A further aspect of our study was to consider the incidence and nature of post-transplantation ocular complications that may occur. This is of particular relevance when we consider the lifetime, intensive immunosuppressive regimens these cases must endure. Forty one per cent of successful SPK transplant recipients have subsequently proceeded to cataract surgery. All these cases were receiving systemic steroids. Blankenship reported that 42% of eyes treated with argon laser PRP in the Diabetic Retinopathy Study ultimately required cataract surgery.28 However, this was after a longer follow up of 15 years compared with the mean follow up of 5.1 years of patients in our study.

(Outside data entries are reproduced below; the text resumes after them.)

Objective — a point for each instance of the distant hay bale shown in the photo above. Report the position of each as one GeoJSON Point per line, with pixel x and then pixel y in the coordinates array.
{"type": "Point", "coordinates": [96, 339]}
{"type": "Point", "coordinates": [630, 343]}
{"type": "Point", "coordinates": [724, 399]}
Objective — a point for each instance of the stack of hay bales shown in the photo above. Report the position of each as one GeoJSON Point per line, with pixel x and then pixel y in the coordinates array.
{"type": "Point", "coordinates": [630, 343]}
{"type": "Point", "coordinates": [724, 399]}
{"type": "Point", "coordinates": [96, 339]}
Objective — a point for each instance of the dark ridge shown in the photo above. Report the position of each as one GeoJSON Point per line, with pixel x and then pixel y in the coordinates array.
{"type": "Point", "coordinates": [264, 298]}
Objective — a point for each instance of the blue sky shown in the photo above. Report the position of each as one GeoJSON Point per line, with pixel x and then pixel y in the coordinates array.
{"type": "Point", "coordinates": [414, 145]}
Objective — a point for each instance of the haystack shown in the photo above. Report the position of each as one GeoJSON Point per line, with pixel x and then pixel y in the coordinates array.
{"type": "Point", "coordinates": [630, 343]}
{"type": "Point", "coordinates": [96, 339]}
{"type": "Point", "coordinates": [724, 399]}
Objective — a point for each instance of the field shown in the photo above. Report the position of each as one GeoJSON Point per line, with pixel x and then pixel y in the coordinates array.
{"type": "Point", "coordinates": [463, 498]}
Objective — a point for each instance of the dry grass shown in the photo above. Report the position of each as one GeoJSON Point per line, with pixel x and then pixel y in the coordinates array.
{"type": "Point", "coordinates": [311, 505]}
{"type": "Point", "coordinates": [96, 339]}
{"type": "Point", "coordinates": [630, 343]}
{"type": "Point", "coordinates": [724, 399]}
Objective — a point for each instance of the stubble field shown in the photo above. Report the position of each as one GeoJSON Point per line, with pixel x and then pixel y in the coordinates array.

A further three eyes developed poor IOP control, again all in patients receiving systemic steroids. These clinically significant consequences of steroid immunosuppression need to be considered in all cases. Although previous studies have attributed isolated cases of optic neuropathy and cytomegalovirus retinitis to the use of cyclosporin A and the other immunosuppressive agents we have no cases afflicted with these conditions.29

In summary, diabetic retinopathy in our cohort of successful SPK transplant recipients cases was generally stable post-transplantation with only one eye requiring further intervention. However, we recommend continued ophthalmic follow up of these cases as we do have documented progression. In our own study, and previous reported studies, the most critical time for progression of retinopathy may be that first 12 months of metabolic normalisation and thus we would recommend ophthalmic follow up, particularly in this first year.

What still needs to be elucidated is the effect on diabetic retinopathy when cases with less end organ disease are operated on at earlier stages as the knowledge and experience of pancreas transplantation evolves.